Selon nos confrères, « la technologie de Sepio a détecté que le serveur Supermicro altéré apparaissait sur le réseau comme deux machines en une ». Tant pis si ce n’est pas, en soi, suffisant pour trahir une compromission, il faudra se contenter de cela et ne surtout pas attendre, encore une fois, d’indicateurs comme des adresses IP de systèmes distants, par exemple.
This is technical gibberish, telling techies nothing. Is it one MAC address or two? Or two IP addresses on one MAC address? Networking isn't so complex that you have to avoid sufficient details. pic.twitter.com/vQR78ANvdH
— Robᵉʳᵗ Graham X Max (@ErrataRob) October 9, 2018
Un indice, toutefois, selon Jordan Robertson et Michael Riley : « un signe clé de l’implant est que le connecteur Ethernet altéré a des bords en métal au lieu de l’habituel plastique. Ce métal est nécessaire pour dissiper la chaleur générée par la puce cachée à l’intérieur, qui se comporte comme un mini-ordinateur ». Une description qui n’a pas manqué de susciter des moqueries sur Twitter.
Au final, plus que d’apporter de l’eau à leur moulin, les dernières affirmations de nos confrères au surtout suscité l’ire croissante de nombreux experts, jusqu’à Robert Lee, de Dragos, spécialiste de la sécurité des systèmes industriels. Ce dernier est ainsi revenu sur des articles passés de Jordan Robertson et Michael Riley, dans son domaine d’expertise, pour en critiquer, sans ménagement, la pertinence.
Yossi Appleboum apparaît particulièrement « mécontent » et dit « haïr ce qui est arrivé à cette histoire ». A nos confrères de Serve The Home, il assure avoir trouvé des implants malicieux « chez plusieurs fournisseurs, pas seulement Supermicro », ni uniquement dans des serveurs, et « dans différentes variations», y compris dans des commutateurs réseau. Pour Appleboum, l’accent a été mis sur Supermicro alors qu’il aurait fallu souligner qu’il « s’agit d’un problème global », touchant de manière généralisée aux chaînes logistiques.
Plusieurs opérateurs américains ont répondu par la négative aux dernières allégations de Jordan Robertson et Michael Riley : AT&T, Sprint, T-Mobile, Verizon, CenturyLink, Cox Communications, ou encore Comcast.
Lors d’une audition sénatoriale, le directeur du FBI, Christopher Ray, a appelé « à la prudence avec ce que vous lisez », en réponse à des questions sur les allégations de Bloomberg BusinessWeek. Kirstjen Nielsen, secrétaire du ministère de l’Intérieur américain, le DHS, a indiqué pour sa part ne pas disposer « d’indice confortant cet article ». Rob Joyce, le patron de l’agence américaine du renseignement, la NSA, a quant lui exprimé, devant la chambre du commerce, « de graves préoccupations sur là où [ces allégations] nous ont conduits ». Et d’ajouter : « j’ai peur que l’on ne soit en train de chasser des fantômes ».

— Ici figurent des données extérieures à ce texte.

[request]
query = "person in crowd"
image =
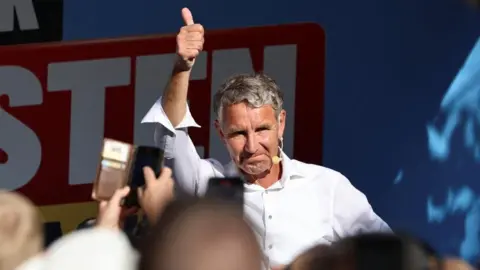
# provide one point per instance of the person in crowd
(21, 232)
(380, 251)
(291, 205)
(201, 234)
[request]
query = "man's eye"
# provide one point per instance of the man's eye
(238, 133)
(262, 129)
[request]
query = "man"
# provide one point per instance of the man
(291, 205)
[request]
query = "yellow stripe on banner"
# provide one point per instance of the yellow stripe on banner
(69, 215)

Et pourtant, le contexte pourrait être propice à porter ou supporter de telles allégations, qu’elles soient fondées ou non, même partiellement : le ministère américain de la Justice vient de porter des accusations d’espionnage économique à l’encontre d’un ressortissant chinois, qui a été extradé de la Belgique vers les Etats-Unis. Baptisé Yanjun Xu, il est haut gradé au sein du ministère chinois de la sécurité de l’Etat, et accusé d’avoir cherché à dérober des « informations très sensibles » à des entreprises du secteur aéronautique.
Interrogé au sujet des allégations de Bloomberg BusinessWeek aux Assises de la Sécurité, Guillaume Poupard, directeur général de l’Agence nationale pour la sécurité des systèmes d’information (Anssi), s’est montré extrêmement circonspect : « si c’est vrai, c’est énorme. Si c’est faux, c’est énorme aussi ». Il explique que des matériels ayant subi des altérations physiques malicieuses ont déjà été observés, comme « des lecteurs de cartes bancaires avec des composants en trop », évoquant « des précédents qui nous rendent paranoïaques ». Pour autant, il se garde bien de toute conclusion, « faute de disposer de quoi évaluer » les allégations.